Loving One's Country

Mr. Gow of Fall River, Massachusetts, is a student majoring in philosophy and intellectual history.

For us to love our country, said Edmund Burke, our country must be lovely. If Burke meant that only a country which is lovely is loved by its people, then he was mistaken, for it is true that many Germans loved Nazi Germany. But if we understand Burke’s remark to mean that for a country to be worthy of admiration, it must be lovely, then Burke certainly made a valid observation.

But what causes a country to be lovely? The British statesman had a ready reply. The country that is lovely, wrote Burke, is permeated with the spirit of religion and the spirit of the gentleman —both being essential to the survival of any tolerable civil social order.

The "spirit of religion" is a complicated term. But what I think Burke meant is a reverence for God and a corresponding acknowledgement of an authority higher than the state. For Burke, it also meant a commitment to a cluster of values and the religious foundation for those values such as tradition, liberty under law, courage, love, integrity, honor, civility, the dignity of the individual because he is made in the image of God, individual freedom and responsibility, the recognition of rights and corresponding duties.

By the "spirit of the gentleman," Burke was referring to something more than mere social poise and the ability to win friends and influence people. Cardinal John Henry Newman once described the gentleman as one who is "tender towards the bashful, gentle towards the distant, and merciful towards the absurd… He never speaks of himself unless compelled, never defends himself by mere retort, he has no ears for slander or gossip…." The gentleman, continued Newman, is "patient and forbearing"; he resigns himself to suffer because "it is inevitable, to bereavement because it is irreparable, and to death because it is his destiny." And if the gentleman engages in controversy of any kind, "his disciplined intellect preserves him from the blundering discourtesy of better, perhaps, but less educated minds, who, like blunt weapons, tear and hack instead of cutting clean, who mistake the point in argument, waste their strength on trifles, misconceive their adversary, and leave the question more involved than they find it."

Burke would have agreed with Newman’s sentiments; but he, like Newman, meant something more than the observance of the traditions of civility. Burke also was talking about the refinement of mind and character which elevates one above the social and intellectual fads and foibles of his group and of his times. As Russell Kirk observes, Burke believed that the spirit of the gentleman meant "that elevation of mind and temper, that generosity and courage of mind, [and that] habit of acting upon principles which rise superior to immediate advantage and private interest."
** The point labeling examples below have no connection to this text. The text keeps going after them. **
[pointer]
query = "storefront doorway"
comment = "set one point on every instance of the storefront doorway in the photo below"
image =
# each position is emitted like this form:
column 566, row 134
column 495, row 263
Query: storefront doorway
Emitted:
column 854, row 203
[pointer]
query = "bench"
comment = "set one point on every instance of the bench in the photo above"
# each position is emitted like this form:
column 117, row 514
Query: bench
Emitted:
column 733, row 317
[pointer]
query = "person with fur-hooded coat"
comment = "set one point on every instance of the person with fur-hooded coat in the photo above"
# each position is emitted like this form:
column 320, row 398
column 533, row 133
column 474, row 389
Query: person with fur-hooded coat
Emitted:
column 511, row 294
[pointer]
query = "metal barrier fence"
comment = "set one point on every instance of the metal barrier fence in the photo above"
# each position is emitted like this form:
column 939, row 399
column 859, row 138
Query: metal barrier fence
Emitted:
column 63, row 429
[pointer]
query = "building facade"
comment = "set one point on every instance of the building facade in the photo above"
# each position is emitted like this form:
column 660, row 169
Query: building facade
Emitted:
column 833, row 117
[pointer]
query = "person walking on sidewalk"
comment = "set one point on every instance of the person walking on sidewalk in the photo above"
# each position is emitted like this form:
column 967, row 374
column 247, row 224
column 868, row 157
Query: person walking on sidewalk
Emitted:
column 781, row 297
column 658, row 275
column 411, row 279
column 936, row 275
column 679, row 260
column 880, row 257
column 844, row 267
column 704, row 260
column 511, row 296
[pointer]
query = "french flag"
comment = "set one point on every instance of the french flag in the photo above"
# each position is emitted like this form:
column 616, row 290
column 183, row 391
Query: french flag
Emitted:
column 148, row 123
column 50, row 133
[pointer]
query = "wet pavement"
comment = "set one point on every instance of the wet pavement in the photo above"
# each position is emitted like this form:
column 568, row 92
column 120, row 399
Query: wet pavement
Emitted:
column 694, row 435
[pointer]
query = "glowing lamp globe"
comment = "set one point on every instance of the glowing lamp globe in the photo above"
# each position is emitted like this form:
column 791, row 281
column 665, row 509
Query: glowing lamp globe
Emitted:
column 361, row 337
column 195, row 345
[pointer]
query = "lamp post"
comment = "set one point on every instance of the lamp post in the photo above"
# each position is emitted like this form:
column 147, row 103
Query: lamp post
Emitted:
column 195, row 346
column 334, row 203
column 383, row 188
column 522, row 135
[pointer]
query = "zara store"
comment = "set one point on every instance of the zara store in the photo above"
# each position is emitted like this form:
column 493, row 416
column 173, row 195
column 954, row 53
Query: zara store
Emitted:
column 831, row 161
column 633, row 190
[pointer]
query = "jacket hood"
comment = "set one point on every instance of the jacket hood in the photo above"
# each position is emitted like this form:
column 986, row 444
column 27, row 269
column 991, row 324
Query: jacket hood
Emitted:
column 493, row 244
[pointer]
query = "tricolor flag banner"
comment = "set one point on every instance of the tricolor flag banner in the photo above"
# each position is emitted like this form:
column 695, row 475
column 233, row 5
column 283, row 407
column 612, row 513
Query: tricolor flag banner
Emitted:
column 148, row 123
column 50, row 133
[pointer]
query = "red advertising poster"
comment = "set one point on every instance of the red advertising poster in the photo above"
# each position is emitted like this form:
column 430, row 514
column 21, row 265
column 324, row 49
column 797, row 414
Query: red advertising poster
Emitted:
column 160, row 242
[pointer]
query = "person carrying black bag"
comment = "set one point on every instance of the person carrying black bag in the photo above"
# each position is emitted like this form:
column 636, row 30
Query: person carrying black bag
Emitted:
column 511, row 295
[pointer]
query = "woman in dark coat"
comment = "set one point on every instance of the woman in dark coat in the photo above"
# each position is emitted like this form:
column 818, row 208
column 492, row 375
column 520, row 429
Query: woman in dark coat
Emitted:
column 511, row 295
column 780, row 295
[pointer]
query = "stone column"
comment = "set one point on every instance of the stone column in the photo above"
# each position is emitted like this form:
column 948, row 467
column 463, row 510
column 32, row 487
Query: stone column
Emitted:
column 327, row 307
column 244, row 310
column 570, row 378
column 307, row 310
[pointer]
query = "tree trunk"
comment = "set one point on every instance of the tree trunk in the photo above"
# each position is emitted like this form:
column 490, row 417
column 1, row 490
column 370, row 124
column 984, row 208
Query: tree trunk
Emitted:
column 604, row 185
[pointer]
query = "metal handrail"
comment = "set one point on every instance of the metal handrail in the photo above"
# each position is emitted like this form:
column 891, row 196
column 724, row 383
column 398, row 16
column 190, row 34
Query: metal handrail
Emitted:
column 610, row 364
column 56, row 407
Were Burke alive today, he would find little of the spirit of religion and the spirit of the gentleman in our country. He would discover little respect for the canons of civilized discourse; and he would find little observance of the norms and traditions of civility.

Instead, Burke would find the spirit of the gentleman considered "effeminate" by those most doubtful of their own masculinity; he would encounter widespread indifference, if not hostility, toward religion in both private and public life. He would find increasing numbers who think in slogans, who shout down speakers, who refuse to listen to views contrary to their own; he would see a denigration of the concepts of individual freedom and responsibility; he would witness in our society an attack by those without roots upon the delicate balance between freedom and order, tradition and change. And Burke, to his dismay, would discover a violent and tragic disruption of what Garry Wills terms "the bond of social affections," the ties that promote unity rather than division; the ties, that is to say, which bind a person to his neighbor, to his family, to his community, to his country.

To fight today for the resuscitation of the spirit of religion and the spirit of the gentleman would seem to be in a lost cause. Yet, for so worthy a cause we must continue to struggle until these qualities prevail — qualities which cause a country, as well as an individual, to be lovely.